Visited a Store and was shunned


I live in an area where brick & mortar stores are not easily assessable to demo equipment. While traveling for business, I decided to stop by an establishment on the U.S. West coast. My interest was in the Dynaudio Confidence 20 since I’m looking to upgrade from the Contour 20i. I’m not here to name names or throw anyone under the bus, just purely to voice my frustration and disbelief on how I was treated.

I was greeted with skepticism and a general lack of interest in discussing the product. There were two gentlemen working that day and neither had any interest in answering questions or providing a listening demo. As a matter of fact, when I asked to listen to the Confidence 20 speakers one of them immediately said “no way”. Both speakers were on stands sitting next to several amplifiers so it wouldn’t have taken much time to setup.

I was intent on making a purchase that day and having the speakers shipped to my residence, but decided to leave the store based on my experience.

It’s a shame that most of us have to relay on equipment reviews when establishments such as this lack interest in the customers that support the hobby.

vette5451

My friend and I visited Audition Audio in Birmingham AL back in the 1980s.    We were treated well.  Pretty sure it was Jim Smith himself who helped us.  We both ended up buying a pair of Magnepans that day.  Best sounding Magnepan setup I have ever heard,  but not easy to reproduce at home.

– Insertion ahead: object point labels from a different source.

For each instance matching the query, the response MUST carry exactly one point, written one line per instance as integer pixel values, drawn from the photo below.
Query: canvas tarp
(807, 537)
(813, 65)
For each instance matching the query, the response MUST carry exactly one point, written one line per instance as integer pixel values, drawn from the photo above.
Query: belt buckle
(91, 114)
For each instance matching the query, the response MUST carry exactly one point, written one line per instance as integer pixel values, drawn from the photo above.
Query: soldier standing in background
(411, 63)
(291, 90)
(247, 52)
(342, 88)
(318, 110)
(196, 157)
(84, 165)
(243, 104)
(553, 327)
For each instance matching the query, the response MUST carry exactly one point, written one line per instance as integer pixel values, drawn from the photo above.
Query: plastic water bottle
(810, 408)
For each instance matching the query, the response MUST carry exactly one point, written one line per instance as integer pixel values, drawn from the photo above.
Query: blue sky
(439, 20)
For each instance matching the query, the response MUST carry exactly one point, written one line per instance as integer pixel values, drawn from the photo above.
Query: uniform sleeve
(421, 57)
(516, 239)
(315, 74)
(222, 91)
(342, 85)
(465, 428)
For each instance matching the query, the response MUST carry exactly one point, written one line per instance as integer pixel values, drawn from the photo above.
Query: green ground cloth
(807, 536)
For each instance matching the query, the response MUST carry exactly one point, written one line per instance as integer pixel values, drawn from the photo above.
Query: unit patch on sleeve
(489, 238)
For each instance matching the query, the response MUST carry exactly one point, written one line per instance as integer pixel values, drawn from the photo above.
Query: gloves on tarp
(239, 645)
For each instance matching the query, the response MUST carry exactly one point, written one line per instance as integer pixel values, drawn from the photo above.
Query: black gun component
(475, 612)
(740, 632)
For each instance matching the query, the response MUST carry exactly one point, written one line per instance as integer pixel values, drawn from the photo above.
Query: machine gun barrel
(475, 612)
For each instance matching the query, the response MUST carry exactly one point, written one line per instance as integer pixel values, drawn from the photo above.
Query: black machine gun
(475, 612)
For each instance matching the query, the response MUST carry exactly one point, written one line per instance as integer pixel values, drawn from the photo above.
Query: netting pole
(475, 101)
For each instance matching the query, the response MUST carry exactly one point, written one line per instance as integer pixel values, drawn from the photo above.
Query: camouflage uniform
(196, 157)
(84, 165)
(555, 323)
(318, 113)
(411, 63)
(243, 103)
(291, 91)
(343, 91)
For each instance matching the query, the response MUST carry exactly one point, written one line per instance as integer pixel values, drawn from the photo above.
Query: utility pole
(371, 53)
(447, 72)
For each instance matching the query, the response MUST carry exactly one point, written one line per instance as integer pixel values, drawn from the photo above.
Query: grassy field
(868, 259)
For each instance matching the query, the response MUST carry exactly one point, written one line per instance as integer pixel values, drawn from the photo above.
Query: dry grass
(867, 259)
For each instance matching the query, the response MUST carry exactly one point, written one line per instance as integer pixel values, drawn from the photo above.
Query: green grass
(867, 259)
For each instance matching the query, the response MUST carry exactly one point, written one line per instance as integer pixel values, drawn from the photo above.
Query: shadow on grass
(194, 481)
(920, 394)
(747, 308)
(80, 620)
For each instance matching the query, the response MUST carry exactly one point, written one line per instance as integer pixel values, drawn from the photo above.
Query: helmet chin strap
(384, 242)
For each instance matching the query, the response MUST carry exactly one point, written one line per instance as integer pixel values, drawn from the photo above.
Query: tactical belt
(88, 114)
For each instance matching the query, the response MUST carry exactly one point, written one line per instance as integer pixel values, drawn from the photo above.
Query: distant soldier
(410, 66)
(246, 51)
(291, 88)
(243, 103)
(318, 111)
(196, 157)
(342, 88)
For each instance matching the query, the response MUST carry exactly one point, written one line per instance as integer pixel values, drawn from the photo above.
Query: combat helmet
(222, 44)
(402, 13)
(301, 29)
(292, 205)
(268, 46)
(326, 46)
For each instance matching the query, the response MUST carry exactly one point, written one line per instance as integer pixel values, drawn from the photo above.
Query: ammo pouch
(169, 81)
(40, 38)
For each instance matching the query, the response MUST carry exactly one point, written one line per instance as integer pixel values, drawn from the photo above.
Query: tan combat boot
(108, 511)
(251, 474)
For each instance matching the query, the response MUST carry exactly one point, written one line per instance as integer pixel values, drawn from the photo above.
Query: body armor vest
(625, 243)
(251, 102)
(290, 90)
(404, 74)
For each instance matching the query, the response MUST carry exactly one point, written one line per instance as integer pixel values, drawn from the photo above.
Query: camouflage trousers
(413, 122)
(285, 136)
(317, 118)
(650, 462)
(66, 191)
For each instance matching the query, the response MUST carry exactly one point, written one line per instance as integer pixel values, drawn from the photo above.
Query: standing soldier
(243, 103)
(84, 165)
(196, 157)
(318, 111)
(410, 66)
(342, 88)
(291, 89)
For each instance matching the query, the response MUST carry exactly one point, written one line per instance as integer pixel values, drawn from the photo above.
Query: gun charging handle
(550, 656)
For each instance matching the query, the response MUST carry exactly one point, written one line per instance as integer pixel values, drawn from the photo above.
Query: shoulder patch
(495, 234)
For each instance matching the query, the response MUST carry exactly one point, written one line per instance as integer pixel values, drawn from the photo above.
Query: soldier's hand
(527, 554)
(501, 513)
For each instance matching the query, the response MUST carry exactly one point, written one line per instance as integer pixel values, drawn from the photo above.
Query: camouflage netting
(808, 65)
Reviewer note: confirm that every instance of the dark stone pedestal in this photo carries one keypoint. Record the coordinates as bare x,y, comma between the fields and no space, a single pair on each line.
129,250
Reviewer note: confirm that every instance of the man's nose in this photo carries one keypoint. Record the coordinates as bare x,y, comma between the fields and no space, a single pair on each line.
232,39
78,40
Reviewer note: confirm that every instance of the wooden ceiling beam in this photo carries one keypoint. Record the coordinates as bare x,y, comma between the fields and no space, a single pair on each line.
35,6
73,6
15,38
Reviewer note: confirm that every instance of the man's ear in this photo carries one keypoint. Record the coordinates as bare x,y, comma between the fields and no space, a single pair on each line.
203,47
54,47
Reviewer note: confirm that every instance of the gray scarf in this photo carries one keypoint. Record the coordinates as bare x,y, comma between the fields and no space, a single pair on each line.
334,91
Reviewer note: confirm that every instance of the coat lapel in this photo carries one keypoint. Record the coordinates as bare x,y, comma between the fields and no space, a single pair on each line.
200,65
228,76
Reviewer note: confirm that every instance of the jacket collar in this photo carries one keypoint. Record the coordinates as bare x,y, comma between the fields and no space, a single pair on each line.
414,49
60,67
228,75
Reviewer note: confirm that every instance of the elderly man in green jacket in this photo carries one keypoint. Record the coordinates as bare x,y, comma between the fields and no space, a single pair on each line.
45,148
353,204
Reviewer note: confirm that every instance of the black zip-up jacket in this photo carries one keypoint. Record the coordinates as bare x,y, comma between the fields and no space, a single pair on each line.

And I know this sounds insane, but honestly the enthusiast Audio buyer is being squeezed out by the mega buck pure consumer.  

By this I mean, they don't want to investigate DAC chips, or speaker material, or think about horns vs. planars.  They want to buy a home theater system and be assured it's wroth the million dollars. 

Development money is tight, and in home theater for instance, having the funds to keep up with video/HDMI/audio and licensing issues is a very expensive proposition. 

I don't know this for sure, but my feelings are that Theta Digital ran into this, and tried for a while to bridge the consumer and installer markets, and finally gave up on the walk-in consumer.  I think other brands may have also.  Honestly I say this with very little evidence, so take this with a grain of salt.  I'd love to understand this whole marketting/dollar dynamic better. 

on a related note, I think Stereophile, TAS and the like probably spend more time thinking about those installers as their prime audience than we realize. 

Regarding making an appointment.  If you want someone to do something for you, then you should make it as easy as possible for them to do what you want.  Making an appointment and letting them know what your intentions/expectations are is a way of making it easy for the retailer.

Many years ago I had the owner of a multi-store Chicago area hi-fi emporium tell me that audiophiles were a pain to deal with.  They would spend hours talking and listening, but not do that much buying.  They were tolerated as long as they didn't interfere with paying customers.

when I first walked into an audio store (mid 90s on Boylston), the salesmen tried to sell me one of the cheapest speakers (which he did and which I still own and love btw) and he pointed to the most expensive ones and said: I don't care about selling the entry level ones today, I want to sell you these in 20 years. Because that's where you will end up.

I always remembered it. That some day I will have a killer system because I will just be 10 times better off financially and be ready to buy such a great piece of equipment. That's how a good salesman thinks.